Plot Execução Escrita Estilo Desafio
PLOT
– o plot é razoável; acontece pouca coisa e todas giram em torno do mesmo tema.
EXECUÇÃO
–
ESCRITA
– vírgula em: “No alto do céu”; “Por mim sua”; “Em todos esses anos”;
– sem vírgula: “uma voz, vinda”; “dessa maldição, seja”; “ao seu encontro, receberam”; “dessa realidade, para”;
– “do anjo a morte” (da morte)
– “não haviam fotos” (havia)
– “ali há décadas” (havia)
– minúsculas: “Sussurrou uma voz”; “Balbuciou Jandira”; “A voz sumia entre”; “Uma lagrima escorreu”; “Avançou com fúria”; “Refletiu sobre”; “Tossiu”; “Murmurou.””;
– trocar “sem ao menos” por “sem sequer”; “de mais” por “demais”;
– malí cia
– “apenas a noite” (à)
– ponto depois de “tossiu”
– “a mercê” (à)
– “esvaiam” (esvaíam)
– “mutuo” (mútuo)
– trocar “neste ciclo” por “naquele ciclo”

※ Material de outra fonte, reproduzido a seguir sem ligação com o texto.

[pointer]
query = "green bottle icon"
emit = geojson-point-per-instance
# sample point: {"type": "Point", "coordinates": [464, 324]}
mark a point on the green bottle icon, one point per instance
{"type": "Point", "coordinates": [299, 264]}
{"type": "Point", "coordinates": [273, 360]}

– “Em todos estes anos” (aqueles anos) (e vírgula)
– tirar pontos antes do marcador
ESTILO
– a linguagem é boa; o narrador, não
– tem muita exposição, especialmente no final.
– não precisava de “Era um lugar realmente desagradável”; “Refletiu sobre sua condição”; “Impedido de matar sua “criadora”, decidiu que a veria envelhecer e morrer lentamente. Morrer em todos os sentidos. Roubou dela a vida, ao privá-la de viver com outras pessoas. A cercou de solidão e obscuridade, para que não houvesse descanso para a mente nem para o corpo”
DESAFIO
– Como discutimos no vídeo, nem sei dizer se cumpre o desafio de verdade, se há um conto de amor. Mas seguindo a perspectiva do Rayhan, concedendo esse ponto, ainda assim passaria raspando. Explico: no máximo, o conto seria sobre um momento DEPOIS do amor (que não aparece no conto).
Plot Execução Escrita Estilo Desafio
Gostei bastante do conto, fiquei bem entretido. No entanto, como alguém que consumiu muito sobre vampiros nos últimos tempos, fiquei um tanto quanto encucado com a maneira que o autor sugere a transformação da criatura, pouco condizente com o folclore conhecido. Além disso, acho que existe um furo de roteiro porque, se a intenção de Dirceu era acabar com Jandira, mesmo que ele não pudesse se aproximar dela, ele poderia arremessar algo ou até mesmo contratar alguém para dar cabo da velha. O vampiro stokeriano, o mais famoso dos tipos, pelo menos, é uma criatura que essencialmente nega a Deus, ou seja, não basta simplesmente que seja forçada a surgir do nada; para se transformar contra a sua vontade, seria necessário outro vampiro, amaldiçoando a pessoa independentemente de sua fé, o que não parece acontecer aqui.
Eu gostei da maneira como o autor escreve, mas há diversos erros de ortografia e norma culta que prejudicam o efeito de uma prosa estilosa e bem ritmada. A sugestão que eu deixo é usar o Chat GPT 5 ou Claude Sonnet 4 para resolver essas questões, além de ficar de olho nas dicas que damos em nossas transmissões ao vivo.
Com relação ao desafio em si, não esperava que alguém o cumpriria de maneira tão trágica, mas confesso que curti muito essa dinâmica no conto.